If you go to the Sorbonne when it is closed, or any of the major schools in Paris, including Ecole des Beaux Arts, you will find it difficult to find a single piece of information about it.  The hours, administrative offices, course schedules, anything.  Even when the doors are open, you usually need to know where to go.  There are rarely maps, directions, etc.  In fact, at the Sorbonne, there is no graffiti, no posters, no announcements of bands, nothing that would indicate a college; the walls are remarkably blank.  Ironically, once you enter the Ecole des Beaux Arts, there is graffiti everywhere, but it consists primarily of tags
Despite frequent claims to be “open” to all, these buildings can be off-putting. Sometimes it can be difficult to even figure out where the entrance may be.  The design itself suggests, if you don’t know, you shouldn’t be there.
            Even those buildings which are supposedly open to the public have a design which controls access.  Supposedly the Francois Mitterand national library, which consists of four towers, is meant to resemble open books.  Instead the four towers make it look like a castle, and, for me, it strikes echoes of the Bastille.  It’s imposing with its entrances underground.  Even when a person has figured out how to get inside, access is limited until she or he has registered, gotten a reader’s id (for a fee), and negotiated a system of turnstiles. 

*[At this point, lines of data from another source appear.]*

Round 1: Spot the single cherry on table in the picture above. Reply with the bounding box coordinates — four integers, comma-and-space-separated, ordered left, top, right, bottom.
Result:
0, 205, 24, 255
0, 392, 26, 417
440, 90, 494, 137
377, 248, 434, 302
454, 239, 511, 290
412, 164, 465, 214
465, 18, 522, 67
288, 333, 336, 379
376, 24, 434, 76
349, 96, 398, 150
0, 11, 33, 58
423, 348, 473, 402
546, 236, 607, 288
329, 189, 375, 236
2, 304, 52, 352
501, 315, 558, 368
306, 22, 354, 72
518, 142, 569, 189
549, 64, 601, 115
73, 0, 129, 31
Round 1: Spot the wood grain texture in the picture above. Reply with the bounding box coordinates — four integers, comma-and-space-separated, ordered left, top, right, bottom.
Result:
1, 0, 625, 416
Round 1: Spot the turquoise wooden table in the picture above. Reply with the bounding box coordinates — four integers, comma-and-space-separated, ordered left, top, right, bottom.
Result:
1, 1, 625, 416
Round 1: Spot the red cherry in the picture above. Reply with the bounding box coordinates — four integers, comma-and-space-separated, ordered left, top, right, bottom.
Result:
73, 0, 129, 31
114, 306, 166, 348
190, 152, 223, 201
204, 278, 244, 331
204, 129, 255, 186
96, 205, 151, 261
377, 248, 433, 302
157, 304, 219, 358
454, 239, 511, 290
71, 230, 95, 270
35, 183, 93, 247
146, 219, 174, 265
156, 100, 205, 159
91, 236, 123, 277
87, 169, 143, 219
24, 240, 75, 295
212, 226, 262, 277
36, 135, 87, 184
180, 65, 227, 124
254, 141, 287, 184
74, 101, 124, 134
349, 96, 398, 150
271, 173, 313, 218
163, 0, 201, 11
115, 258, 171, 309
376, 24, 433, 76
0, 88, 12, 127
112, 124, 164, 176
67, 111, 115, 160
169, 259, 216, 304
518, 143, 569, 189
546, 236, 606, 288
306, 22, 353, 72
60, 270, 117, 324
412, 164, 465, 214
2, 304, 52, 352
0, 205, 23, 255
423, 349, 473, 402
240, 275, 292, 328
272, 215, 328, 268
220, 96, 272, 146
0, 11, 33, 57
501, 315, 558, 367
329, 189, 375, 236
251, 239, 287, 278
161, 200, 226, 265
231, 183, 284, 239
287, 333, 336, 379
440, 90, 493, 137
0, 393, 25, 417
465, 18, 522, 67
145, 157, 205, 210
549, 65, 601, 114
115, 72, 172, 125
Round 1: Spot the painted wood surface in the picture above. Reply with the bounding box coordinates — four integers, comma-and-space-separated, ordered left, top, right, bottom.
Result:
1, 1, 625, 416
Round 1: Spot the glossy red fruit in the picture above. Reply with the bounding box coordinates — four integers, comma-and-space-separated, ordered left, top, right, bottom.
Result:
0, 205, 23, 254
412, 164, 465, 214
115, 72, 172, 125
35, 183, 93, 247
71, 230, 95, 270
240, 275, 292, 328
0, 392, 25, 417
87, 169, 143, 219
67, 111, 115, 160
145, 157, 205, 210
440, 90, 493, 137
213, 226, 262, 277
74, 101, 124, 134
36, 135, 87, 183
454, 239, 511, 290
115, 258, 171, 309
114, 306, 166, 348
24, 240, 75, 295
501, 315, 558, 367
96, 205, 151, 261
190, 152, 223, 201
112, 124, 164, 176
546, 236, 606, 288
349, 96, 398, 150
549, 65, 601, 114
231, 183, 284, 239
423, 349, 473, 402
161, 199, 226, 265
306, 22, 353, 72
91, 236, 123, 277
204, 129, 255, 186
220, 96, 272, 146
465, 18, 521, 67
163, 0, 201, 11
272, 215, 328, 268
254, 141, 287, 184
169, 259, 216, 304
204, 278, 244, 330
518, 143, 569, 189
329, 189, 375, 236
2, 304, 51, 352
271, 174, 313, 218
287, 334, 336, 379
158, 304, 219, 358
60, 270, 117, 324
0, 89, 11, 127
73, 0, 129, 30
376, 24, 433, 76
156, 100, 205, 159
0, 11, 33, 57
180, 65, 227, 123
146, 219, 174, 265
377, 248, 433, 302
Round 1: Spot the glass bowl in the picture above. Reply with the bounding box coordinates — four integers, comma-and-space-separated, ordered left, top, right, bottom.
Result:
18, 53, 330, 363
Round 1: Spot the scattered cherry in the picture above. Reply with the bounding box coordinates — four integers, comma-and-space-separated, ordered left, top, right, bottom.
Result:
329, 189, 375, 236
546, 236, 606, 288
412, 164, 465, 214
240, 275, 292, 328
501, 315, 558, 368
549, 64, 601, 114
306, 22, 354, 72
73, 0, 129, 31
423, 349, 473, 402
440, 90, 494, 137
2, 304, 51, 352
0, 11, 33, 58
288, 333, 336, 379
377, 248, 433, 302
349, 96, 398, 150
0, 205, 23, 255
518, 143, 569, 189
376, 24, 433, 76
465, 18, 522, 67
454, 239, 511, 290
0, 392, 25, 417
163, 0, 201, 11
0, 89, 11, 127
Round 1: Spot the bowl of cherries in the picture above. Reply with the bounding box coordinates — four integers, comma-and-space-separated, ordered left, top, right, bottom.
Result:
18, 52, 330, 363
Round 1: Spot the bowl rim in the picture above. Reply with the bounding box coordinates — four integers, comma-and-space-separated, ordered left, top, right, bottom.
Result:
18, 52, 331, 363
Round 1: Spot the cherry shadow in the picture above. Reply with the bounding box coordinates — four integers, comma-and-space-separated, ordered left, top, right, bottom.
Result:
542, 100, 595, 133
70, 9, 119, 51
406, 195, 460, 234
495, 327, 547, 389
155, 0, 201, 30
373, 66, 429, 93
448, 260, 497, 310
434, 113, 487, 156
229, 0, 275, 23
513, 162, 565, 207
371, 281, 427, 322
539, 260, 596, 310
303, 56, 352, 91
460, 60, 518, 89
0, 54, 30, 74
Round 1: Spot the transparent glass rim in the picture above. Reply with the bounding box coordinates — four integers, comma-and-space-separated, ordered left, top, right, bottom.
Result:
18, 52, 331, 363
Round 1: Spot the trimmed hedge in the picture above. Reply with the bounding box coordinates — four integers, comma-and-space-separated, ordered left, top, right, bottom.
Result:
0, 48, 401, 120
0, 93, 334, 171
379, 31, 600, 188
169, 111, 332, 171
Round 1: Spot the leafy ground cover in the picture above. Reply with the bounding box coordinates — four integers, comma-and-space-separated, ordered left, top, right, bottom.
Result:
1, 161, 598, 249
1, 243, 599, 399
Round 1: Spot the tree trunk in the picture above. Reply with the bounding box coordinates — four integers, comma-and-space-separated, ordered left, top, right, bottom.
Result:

            Educational reforms in the wake of the Mai protests were supposed to increase access; the architecture itself suggests this has not happened.  And while there exists a stereotype now of students taking to the streets and marching around outside, inside the university, on a structural level, few changes would seem to have been made.  The issues that originally impelled the students to protest – over-crowded classrooms, lack of resources, increasing tests, a class structure, a sense of disconnection and irrelevance – still dominate.